加入收藏 | 设为首页 | 会员中心 | 我要投稿 | RSS
福书网
站内搜索: 高级搜索 如有淫秽信息或侵犯了您的版权请联系邮箱fushuwang@outlook.com删除

 

您当前的位置:首页 > 2025

来日方长(近代现代)——仲春南

时间:2026-02-22 08:43:33  作者:仲春南
  “妈妈我想要这只兔子娃娃。”小女孩指着橱窗角落里的一只娃娃——兔子抱着胡萝卜打盹。
  “你让帅哥哥帮你抓,帅哥哥技术比妈妈厉害。”
  小女孩走到岑白身边,扯了扯他的衣角,大着胆子问:“哥哥,你能帮我抓那只兔子吗?”
  她把游戏币递给他。
  岑白笑着揉了揉她的脑袋,没要她的币:“马上抓给你。”
  投币后,岑白灵活地移动铁爪,来回确认位置,啪一声,铁爪落下。抓住娃娃的时候,铁爪晃了晃,小女孩的心都提了起来。好在有惊无险,娃娃成功入洞。
  小女孩兴高采烈:“谢谢哥哥!”
  岑白粲然一笑:“不客气。”
  手里的游戏币已经用完,岑白收获两大车娃娃。许俨试着抓了几次,花掉一半的钱只抓上来一个哆啦A梦的钥匙扣。他不信邪,觉得是机器的问题。于是找到岑白战无不胜的机器,摩拳擦掌,最后输了个底朝天。

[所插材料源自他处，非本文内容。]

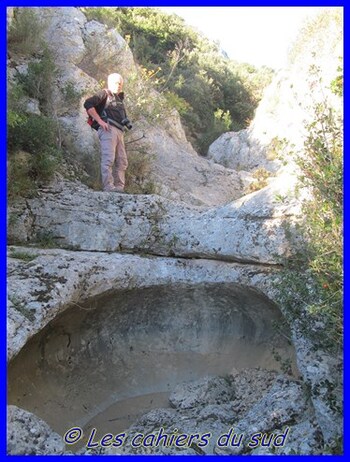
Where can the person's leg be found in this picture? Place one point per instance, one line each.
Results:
(108, 141)
(121, 163)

  游戏币全部花完,两人离开商场,许俨走到路边等李叔。
  “要不要我送你一程。”
  “不用了,我坐公交。”
  夜晚的风很大,下起了毛毛雨,岑白的声音被淹没。
  许俨抱着一大袋娃娃,朝他走了几步:“公交还要等,坐我的车不用等。”
  “不用了,和你不顺路。”岑白放大声音,朝他挥了挥手,向相反的方向走去。
  就好像他们的人生,本就是相反的轨道。
  风越来越大,岑白拉上了外套拉链。他并不打算坐公交,因为这里离他家只有五站路,他可以走回去,这样能省一块六毛钱。

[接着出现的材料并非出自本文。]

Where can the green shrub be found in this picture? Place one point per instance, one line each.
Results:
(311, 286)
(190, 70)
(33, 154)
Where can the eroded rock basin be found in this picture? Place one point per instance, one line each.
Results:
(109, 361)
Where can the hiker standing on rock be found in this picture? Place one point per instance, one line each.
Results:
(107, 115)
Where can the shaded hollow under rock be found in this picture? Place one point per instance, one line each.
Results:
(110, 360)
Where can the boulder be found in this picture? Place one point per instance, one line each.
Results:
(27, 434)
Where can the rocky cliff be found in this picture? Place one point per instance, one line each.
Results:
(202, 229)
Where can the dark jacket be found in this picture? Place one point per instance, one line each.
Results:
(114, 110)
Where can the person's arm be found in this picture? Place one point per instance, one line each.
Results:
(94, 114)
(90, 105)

  岑白杵在公交站台,确定许俨上车后。戴上耳机,往家方向走。
  殊不知,他的身后正跟着一辆车。
  岑白浑然未觉,路过一条小路时,他遇见一位卖核桃的老爷爷。老爷爷坐在屋檐下躲雨,面前是一个竹编筐,为了防止淋湿,竹筐的底下和上面都罩了层编织袋。

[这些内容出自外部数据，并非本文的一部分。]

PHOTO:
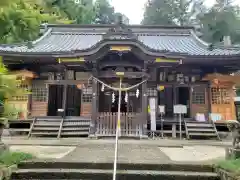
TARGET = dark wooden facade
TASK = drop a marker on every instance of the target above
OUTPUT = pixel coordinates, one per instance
(175, 75)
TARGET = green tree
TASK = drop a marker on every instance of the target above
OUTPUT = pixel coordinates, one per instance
(171, 12)
(219, 21)
(104, 12)
(20, 20)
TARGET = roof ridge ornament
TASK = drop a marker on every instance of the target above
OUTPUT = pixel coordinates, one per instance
(119, 31)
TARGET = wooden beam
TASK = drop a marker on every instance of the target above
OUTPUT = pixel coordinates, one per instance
(63, 82)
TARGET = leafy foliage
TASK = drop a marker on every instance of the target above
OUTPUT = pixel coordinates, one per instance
(214, 23)
(9, 158)
(171, 12)
(20, 19)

  老爷爷穿得单薄,枯瘦如柴,在这风雨中仿若地上的野草,只能忍受着风吹雨打。
  岑白走上前,问:“一共多少钱。”
  老爷爷竖起一只手,用方言回答他:“五十块钱,都给你了。”
  老爷爷极力推销着,说这是自己种的纸皮核桃。他拿了一个示范,核桃包在手心里,用力一摁,咔哒一声,壳碎开。
  “我全买了。”
  岑白有随身携带现金的习惯,他找出五十元,递给他。老爷爷用塑料袋装了两大袋,岑白一手提着一袋,中途还徒手剥了个核桃吃。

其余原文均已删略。